Also, under the above failure scenario, a decision must be made as
to which working links (and therefore connections) are chosen to be
protected and in what priority order. In general, a node might
detect failures sequentially, i.e., all failed working links may not
be detected simultaneously, but only sequentially. In this case, as
per the proposed signaling procedures, connections on a working link
may be switched over to a given protection link, but another failure
(of a working link carrying higher priority connections) may be
detected soon afterwards. In this case, the new connections may bump
the ones previously switched over the protection link.
In the case of end-to-end shared mesh restoration, priorities may be
implemented for allocating shared link resources under multiple
failure scenarios. Note that shared mesh restoration works under the
assumption that the primary path of connections whose backups share
resources are SRLG-disjoint [1]. Under single-failure scenarios,
this would ensure that exactly one connection will "claim" the
allocated (shared) resource. But under multiple failure scenarios,
more than one connection can claim shared resources. If such
resources are allocated to a lower priority connection, they may
have to be reclaimed and allocated to a higher priority connection.

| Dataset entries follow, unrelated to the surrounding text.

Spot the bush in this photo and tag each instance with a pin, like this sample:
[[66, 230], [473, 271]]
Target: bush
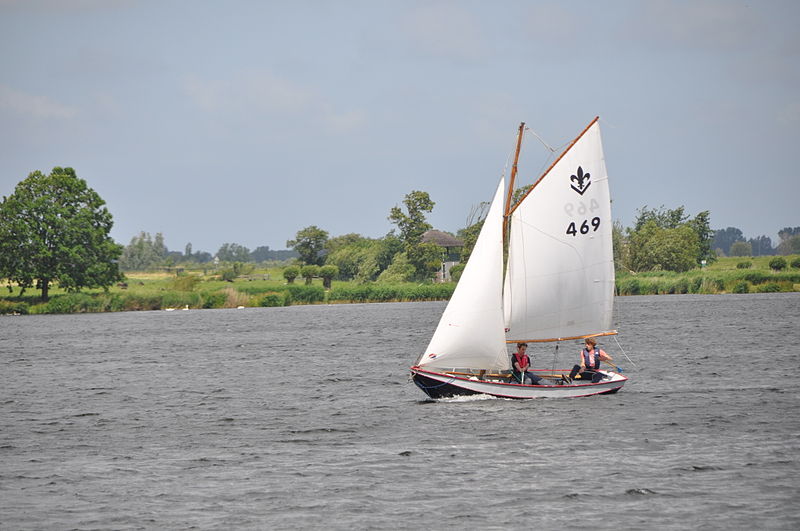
[[184, 282], [305, 294], [456, 271], [756, 277], [8, 308], [309, 271], [228, 275], [630, 286], [771, 287], [290, 273], [214, 300], [778, 263], [741, 287], [133, 302], [328, 273], [72, 303], [271, 300]]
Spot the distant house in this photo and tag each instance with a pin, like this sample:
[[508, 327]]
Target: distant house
[[452, 246]]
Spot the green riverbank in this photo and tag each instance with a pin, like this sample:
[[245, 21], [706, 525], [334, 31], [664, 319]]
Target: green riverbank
[[162, 291]]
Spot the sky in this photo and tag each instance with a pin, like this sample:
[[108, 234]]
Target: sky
[[246, 121]]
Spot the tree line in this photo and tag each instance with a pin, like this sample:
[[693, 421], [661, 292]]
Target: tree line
[[731, 242], [147, 252], [54, 228]]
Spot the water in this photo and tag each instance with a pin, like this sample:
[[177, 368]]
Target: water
[[303, 417]]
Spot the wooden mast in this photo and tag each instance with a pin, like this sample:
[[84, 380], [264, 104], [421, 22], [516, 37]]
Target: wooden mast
[[510, 192], [510, 210]]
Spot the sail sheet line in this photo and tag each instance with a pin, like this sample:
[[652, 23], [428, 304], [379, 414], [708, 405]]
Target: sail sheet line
[[553, 339]]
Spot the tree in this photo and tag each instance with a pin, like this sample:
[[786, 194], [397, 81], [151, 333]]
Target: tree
[[469, 235], [412, 224], [400, 270], [741, 249], [761, 246], [790, 240], [778, 263], [233, 252], [671, 219], [54, 228], [260, 254], [426, 258], [666, 219], [620, 246], [654, 248], [143, 252], [701, 225], [328, 273], [309, 272], [309, 243], [724, 238], [290, 273]]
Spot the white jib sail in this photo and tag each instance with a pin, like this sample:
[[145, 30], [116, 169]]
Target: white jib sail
[[560, 271], [470, 333]]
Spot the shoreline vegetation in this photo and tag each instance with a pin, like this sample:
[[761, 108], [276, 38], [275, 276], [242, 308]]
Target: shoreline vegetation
[[189, 289]]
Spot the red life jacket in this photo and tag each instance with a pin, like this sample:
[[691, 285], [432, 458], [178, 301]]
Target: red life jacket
[[591, 358], [520, 358]]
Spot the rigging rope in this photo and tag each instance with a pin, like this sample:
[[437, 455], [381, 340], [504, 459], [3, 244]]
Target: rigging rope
[[623, 352]]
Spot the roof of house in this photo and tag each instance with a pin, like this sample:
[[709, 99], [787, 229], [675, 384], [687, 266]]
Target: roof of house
[[442, 239]]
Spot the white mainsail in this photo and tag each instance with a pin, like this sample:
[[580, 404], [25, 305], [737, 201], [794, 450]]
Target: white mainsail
[[470, 333], [560, 272]]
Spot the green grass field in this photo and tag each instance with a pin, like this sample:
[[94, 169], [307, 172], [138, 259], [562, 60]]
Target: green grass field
[[267, 287], [161, 291], [723, 276]]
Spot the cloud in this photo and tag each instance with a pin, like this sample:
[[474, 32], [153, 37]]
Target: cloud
[[261, 94], [446, 30], [54, 6], [790, 114], [711, 25], [32, 105]]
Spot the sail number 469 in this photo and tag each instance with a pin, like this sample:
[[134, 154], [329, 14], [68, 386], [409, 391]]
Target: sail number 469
[[585, 227]]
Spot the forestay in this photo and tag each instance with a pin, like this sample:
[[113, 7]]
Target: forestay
[[470, 332], [560, 272]]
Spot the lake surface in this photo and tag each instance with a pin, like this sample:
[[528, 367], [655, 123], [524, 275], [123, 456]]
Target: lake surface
[[303, 417]]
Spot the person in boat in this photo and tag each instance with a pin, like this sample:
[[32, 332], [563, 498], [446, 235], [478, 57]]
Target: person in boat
[[591, 356], [520, 363]]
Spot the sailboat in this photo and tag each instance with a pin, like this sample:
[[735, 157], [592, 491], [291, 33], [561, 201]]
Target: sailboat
[[556, 285]]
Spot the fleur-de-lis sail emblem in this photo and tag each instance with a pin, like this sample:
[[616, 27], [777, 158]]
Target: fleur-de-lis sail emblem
[[582, 181]]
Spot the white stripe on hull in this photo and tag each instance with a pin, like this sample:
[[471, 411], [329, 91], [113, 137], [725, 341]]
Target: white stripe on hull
[[507, 390]]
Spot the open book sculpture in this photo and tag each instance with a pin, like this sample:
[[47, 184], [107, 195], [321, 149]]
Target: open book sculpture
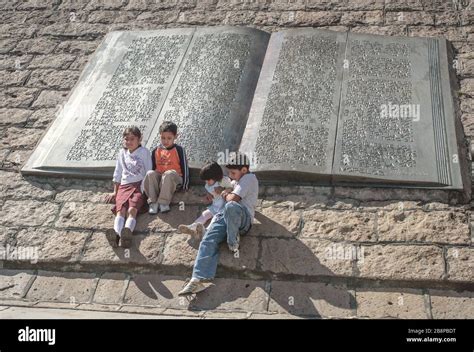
[[307, 105]]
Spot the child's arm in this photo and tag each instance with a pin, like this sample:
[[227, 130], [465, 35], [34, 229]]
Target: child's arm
[[148, 161], [183, 161], [116, 180]]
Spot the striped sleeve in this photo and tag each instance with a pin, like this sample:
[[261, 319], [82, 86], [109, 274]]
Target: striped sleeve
[[183, 161]]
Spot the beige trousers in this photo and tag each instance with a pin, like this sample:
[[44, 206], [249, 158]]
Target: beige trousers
[[161, 187]]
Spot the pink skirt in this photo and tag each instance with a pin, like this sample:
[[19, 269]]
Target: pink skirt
[[129, 196]]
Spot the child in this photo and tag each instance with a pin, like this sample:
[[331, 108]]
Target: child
[[216, 183], [133, 162], [235, 220], [169, 170]]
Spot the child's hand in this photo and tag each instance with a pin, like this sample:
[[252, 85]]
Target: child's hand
[[218, 190], [208, 198], [110, 198]]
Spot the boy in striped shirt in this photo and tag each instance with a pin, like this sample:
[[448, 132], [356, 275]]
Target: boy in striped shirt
[[169, 170]]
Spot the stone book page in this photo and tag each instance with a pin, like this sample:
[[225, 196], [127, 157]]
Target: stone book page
[[203, 79], [345, 108]]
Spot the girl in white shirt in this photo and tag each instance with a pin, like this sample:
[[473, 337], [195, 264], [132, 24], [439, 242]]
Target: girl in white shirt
[[133, 162]]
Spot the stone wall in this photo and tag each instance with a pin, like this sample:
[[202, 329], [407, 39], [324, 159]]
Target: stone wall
[[373, 242]]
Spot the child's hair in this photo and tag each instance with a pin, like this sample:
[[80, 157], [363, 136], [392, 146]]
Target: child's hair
[[168, 126], [238, 161], [211, 171], [132, 130]]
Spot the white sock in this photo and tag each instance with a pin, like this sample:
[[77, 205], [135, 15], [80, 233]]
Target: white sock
[[130, 223], [118, 224]]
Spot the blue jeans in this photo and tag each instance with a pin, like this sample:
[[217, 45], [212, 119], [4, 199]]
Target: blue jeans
[[233, 221]]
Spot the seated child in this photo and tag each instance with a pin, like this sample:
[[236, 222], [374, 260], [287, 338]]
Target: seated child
[[133, 162], [228, 225], [169, 170], [216, 183]]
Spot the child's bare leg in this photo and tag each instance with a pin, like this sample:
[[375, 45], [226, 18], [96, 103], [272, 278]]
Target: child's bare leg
[[131, 219], [119, 221], [126, 236]]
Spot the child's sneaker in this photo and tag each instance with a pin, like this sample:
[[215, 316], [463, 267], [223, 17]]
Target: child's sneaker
[[164, 208], [191, 287], [112, 237], [126, 238], [153, 208], [196, 229]]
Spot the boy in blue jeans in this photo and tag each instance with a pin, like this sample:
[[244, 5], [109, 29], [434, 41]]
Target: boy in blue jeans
[[234, 220]]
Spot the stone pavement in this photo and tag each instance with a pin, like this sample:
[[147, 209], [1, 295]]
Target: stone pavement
[[314, 252]]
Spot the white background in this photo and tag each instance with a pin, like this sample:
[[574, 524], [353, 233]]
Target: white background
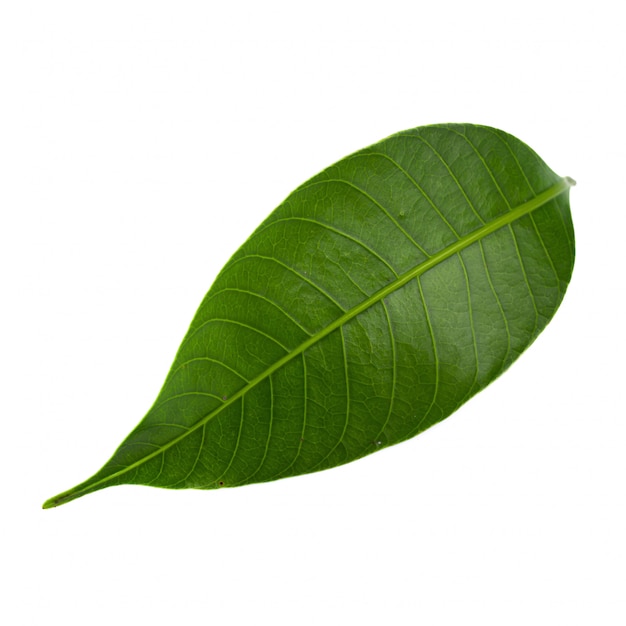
[[140, 144]]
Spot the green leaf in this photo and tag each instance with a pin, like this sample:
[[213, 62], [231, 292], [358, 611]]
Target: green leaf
[[371, 304]]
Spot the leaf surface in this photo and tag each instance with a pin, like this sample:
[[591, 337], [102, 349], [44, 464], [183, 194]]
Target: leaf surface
[[379, 297]]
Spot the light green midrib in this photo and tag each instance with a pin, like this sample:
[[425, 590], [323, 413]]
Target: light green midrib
[[563, 185]]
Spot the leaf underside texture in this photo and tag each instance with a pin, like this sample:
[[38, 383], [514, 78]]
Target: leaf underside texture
[[379, 297]]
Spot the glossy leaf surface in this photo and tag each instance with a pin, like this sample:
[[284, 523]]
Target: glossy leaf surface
[[373, 302]]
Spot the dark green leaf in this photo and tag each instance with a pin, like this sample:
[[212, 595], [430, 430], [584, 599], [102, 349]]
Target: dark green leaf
[[373, 302]]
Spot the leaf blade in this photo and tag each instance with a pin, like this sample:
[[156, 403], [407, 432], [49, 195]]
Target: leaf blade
[[351, 296]]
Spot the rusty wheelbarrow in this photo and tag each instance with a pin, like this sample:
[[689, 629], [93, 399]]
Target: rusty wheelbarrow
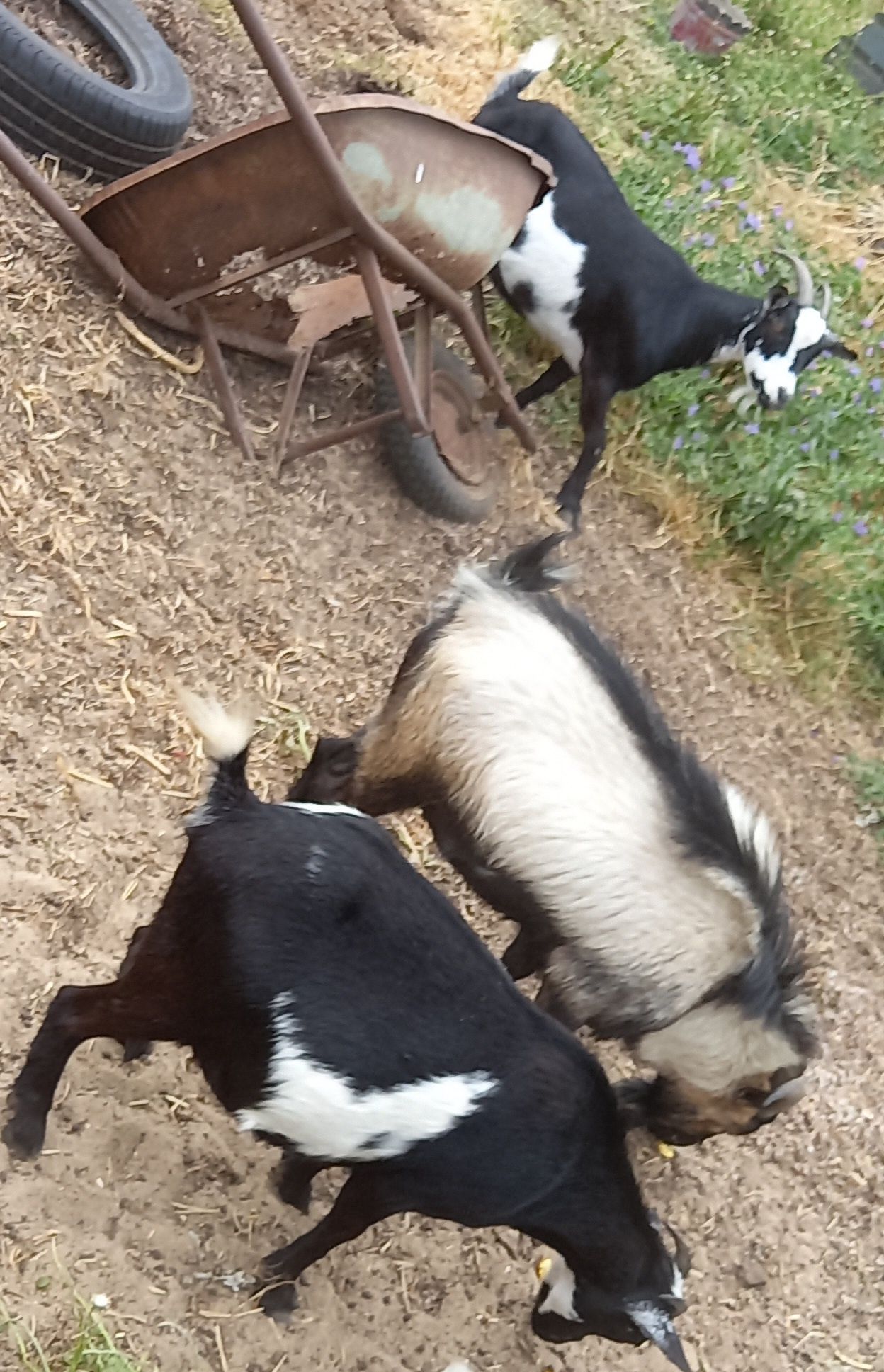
[[420, 205]]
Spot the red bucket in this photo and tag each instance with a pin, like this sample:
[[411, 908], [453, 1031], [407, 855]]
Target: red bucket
[[708, 26]]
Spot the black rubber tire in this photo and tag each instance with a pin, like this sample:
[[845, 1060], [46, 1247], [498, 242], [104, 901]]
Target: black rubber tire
[[416, 464], [50, 103]]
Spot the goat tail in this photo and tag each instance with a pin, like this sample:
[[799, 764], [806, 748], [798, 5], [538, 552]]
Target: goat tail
[[529, 567], [225, 737], [525, 569], [538, 58]]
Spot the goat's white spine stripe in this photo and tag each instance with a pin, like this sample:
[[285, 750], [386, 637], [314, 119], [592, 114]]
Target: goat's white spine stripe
[[313, 807]]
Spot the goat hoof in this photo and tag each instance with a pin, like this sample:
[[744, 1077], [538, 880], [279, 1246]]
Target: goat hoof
[[23, 1132], [279, 1303], [135, 1050], [632, 1101]]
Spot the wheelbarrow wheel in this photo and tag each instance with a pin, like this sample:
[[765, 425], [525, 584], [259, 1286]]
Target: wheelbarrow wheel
[[445, 472]]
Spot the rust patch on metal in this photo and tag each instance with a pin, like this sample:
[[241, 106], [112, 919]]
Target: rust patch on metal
[[178, 224]]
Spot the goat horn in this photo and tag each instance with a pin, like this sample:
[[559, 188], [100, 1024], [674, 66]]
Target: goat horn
[[825, 304], [787, 1094], [805, 294]]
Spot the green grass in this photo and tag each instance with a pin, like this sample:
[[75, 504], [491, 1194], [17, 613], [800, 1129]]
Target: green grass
[[800, 493], [92, 1348]]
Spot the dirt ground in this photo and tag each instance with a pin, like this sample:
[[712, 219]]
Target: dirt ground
[[137, 546]]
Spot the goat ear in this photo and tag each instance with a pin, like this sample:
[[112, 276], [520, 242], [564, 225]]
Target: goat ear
[[839, 348], [657, 1325], [777, 295]]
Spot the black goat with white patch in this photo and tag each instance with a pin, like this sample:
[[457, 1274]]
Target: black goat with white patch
[[339, 1006], [645, 890], [618, 304]]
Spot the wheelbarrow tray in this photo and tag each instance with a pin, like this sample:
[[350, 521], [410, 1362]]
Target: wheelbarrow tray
[[452, 194]]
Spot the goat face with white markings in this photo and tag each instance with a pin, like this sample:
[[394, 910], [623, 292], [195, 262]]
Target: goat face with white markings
[[567, 1308], [790, 334], [618, 305], [647, 891], [341, 1009]]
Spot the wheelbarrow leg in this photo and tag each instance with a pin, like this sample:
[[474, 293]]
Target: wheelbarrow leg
[[478, 306], [290, 405], [221, 380], [423, 354], [389, 334]]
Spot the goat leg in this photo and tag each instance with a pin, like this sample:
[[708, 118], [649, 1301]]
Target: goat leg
[[358, 1205], [523, 957], [556, 375], [294, 1179], [329, 776], [595, 397], [551, 999], [133, 1048], [76, 1014]]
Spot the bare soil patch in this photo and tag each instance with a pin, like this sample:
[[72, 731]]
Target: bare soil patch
[[135, 546]]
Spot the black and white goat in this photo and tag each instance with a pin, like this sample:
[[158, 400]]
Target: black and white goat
[[341, 1007], [645, 890], [618, 304]]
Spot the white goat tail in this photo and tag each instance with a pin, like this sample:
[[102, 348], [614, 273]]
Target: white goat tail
[[538, 58], [224, 733], [540, 55]]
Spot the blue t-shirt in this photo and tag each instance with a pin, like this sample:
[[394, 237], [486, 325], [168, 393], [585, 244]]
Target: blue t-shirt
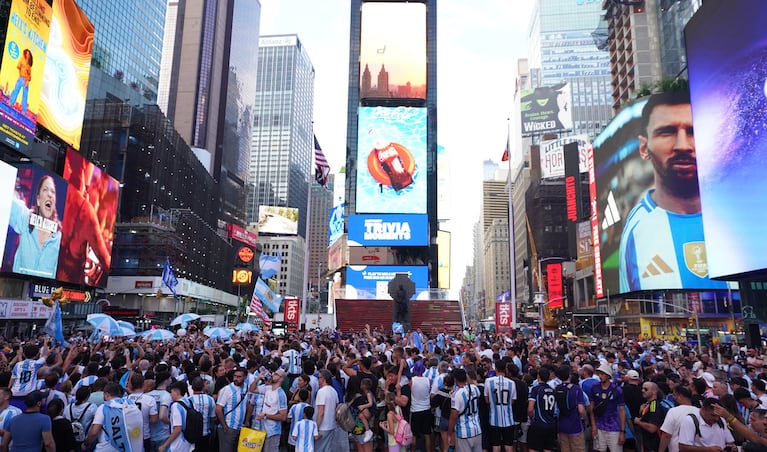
[[26, 431]]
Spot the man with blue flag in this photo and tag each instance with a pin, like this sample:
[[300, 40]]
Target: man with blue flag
[[169, 278], [117, 424]]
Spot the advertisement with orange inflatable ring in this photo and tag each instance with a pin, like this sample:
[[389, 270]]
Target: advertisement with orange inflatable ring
[[377, 171]]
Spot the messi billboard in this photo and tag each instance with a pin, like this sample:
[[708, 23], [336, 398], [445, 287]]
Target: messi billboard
[[391, 160], [727, 63], [21, 70], [648, 226], [393, 50], [67, 67]]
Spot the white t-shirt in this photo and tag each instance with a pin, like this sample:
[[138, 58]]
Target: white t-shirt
[[327, 397], [672, 422]]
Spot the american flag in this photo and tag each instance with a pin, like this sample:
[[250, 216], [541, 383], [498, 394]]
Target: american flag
[[322, 168]]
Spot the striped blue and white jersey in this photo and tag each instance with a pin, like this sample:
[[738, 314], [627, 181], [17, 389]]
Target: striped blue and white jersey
[[465, 401], [661, 249], [207, 407], [304, 431], [232, 399], [500, 393], [295, 414], [25, 376]]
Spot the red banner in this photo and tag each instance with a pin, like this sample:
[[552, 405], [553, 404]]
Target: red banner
[[292, 305], [503, 317], [554, 282]]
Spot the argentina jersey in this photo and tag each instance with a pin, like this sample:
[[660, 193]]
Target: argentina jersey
[[25, 376], [465, 401], [661, 249], [500, 393]]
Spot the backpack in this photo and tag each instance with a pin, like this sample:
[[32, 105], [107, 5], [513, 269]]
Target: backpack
[[404, 434], [561, 396], [344, 417], [193, 426], [77, 425]]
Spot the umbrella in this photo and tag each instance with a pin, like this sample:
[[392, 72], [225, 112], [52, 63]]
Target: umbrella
[[218, 333], [158, 335], [105, 324], [184, 318]]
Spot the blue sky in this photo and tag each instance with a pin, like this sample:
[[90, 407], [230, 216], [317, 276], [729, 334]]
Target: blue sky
[[479, 43]]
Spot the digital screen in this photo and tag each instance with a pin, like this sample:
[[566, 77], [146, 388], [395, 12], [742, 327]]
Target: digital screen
[[277, 220], [546, 109], [67, 66], [389, 230], [34, 228], [393, 50], [648, 216], [88, 227], [21, 70], [727, 65], [391, 160], [373, 280]]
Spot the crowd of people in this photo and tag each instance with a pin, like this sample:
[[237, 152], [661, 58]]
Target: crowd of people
[[375, 390]]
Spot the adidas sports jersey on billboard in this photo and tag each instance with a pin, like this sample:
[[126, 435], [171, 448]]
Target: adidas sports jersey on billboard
[[648, 201]]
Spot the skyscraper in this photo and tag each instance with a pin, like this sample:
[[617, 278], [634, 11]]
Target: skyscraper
[[208, 88], [281, 156]]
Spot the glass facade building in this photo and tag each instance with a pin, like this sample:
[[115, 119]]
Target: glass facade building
[[282, 146]]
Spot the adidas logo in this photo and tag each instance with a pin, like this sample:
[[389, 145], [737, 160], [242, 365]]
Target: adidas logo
[[612, 215], [656, 267]]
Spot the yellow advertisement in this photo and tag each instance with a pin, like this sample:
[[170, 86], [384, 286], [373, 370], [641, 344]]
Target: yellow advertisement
[[65, 80], [21, 70]]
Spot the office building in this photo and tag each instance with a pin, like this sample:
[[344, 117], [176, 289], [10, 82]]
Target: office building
[[282, 146]]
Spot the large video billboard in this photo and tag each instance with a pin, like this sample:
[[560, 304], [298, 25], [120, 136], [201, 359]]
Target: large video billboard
[[649, 222], [391, 160], [277, 220], [546, 109], [21, 70], [67, 66], [34, 228], [727, 64], [366, 281], [88, 224], [389, 230], [393, 50]]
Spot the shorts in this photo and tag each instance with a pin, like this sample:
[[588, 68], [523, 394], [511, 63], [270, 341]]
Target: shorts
[[501, 436], [420, 422], [541, 438]]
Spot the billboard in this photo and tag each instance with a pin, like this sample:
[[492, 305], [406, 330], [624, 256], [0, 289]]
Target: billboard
[[389, 230], [393, 50], [729, 97], [553, 155], [374, 279], [391, 160], [546, 109], [65, 78], [21, 70], [277, 220], [650, 227], [336, 223], [88, 223], [37, 213]]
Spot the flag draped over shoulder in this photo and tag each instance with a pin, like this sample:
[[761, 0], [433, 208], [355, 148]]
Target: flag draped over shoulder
[[321, 166], [169, 278]]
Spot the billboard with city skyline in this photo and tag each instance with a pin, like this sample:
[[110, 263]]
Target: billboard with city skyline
[[393, 50], [648, 228], [391, 160]]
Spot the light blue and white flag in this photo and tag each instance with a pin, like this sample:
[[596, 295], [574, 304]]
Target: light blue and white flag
[[169, 278], [270, 265], [268, 298]]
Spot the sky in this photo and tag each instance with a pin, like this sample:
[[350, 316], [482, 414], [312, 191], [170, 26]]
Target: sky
[[478, 44]]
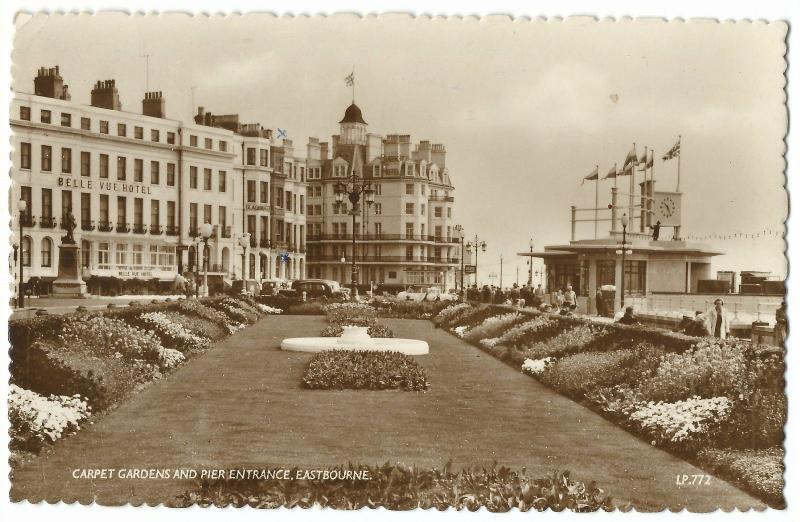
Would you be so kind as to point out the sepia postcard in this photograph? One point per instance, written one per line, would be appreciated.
(396, 261)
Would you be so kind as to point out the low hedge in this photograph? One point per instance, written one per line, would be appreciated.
(364, 370)
(397, 487)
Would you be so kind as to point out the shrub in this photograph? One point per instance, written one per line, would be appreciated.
(397, 487)
(105, 337)
(36, 420)
(356, 370)
(174, 334)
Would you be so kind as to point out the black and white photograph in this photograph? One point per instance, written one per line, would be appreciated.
(398, 261)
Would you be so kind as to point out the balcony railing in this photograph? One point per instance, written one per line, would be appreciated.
(387, 259)
(383, 237)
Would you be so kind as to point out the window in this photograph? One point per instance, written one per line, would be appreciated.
(155, 173)
(138, 170)
(66, 160)
(138, 211)
(47, 252)
(251, 191)
(26, 251)
(104, 165)
(86, 164)
(47, 158)
(122, 168)
(122, 211)
(138, 255)
(103, 255)
(121, 252)
(25, 155)
(104, 208)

Furthermore, the lower priority connection must be de-provisioned
along the protection path (this can be done using the signaling
mechanisms developed for provisioning, rather than restoration
signaling). The proposed signaling mechanisms can support
Expires on 8/22/01 Page 14
draft-bala-protection-restoration-signaling-00.txt
connection-priority based allocation of shared resources during
restoration signaling (specifically, during the Switchover Response
step).
A way to simplify end-to-end shared mesh restoration is to allocate
shared resources to connections of the same priority. This way, a
connection will not be first allocated shared resources and then
bumped from the protection path.
6.3 Routing Aspects
To compute end-to-end protection paths, it is necessary to know
which network resources can be used. For end-to-end 1+1 protection,
any free resource in the network can be used. In this regard, the
computation of the working and the protection paths is similar. For
shared mesh restoration, however, it is necessary to know the
availability of shareable as well as free resources. Generally,
protection paths may share resources if the corresponding working
paths will not be affected by the same failure. Thus, to determine
shareable resources for a given protection path optimally, it is
necessary to know full information about other working paths.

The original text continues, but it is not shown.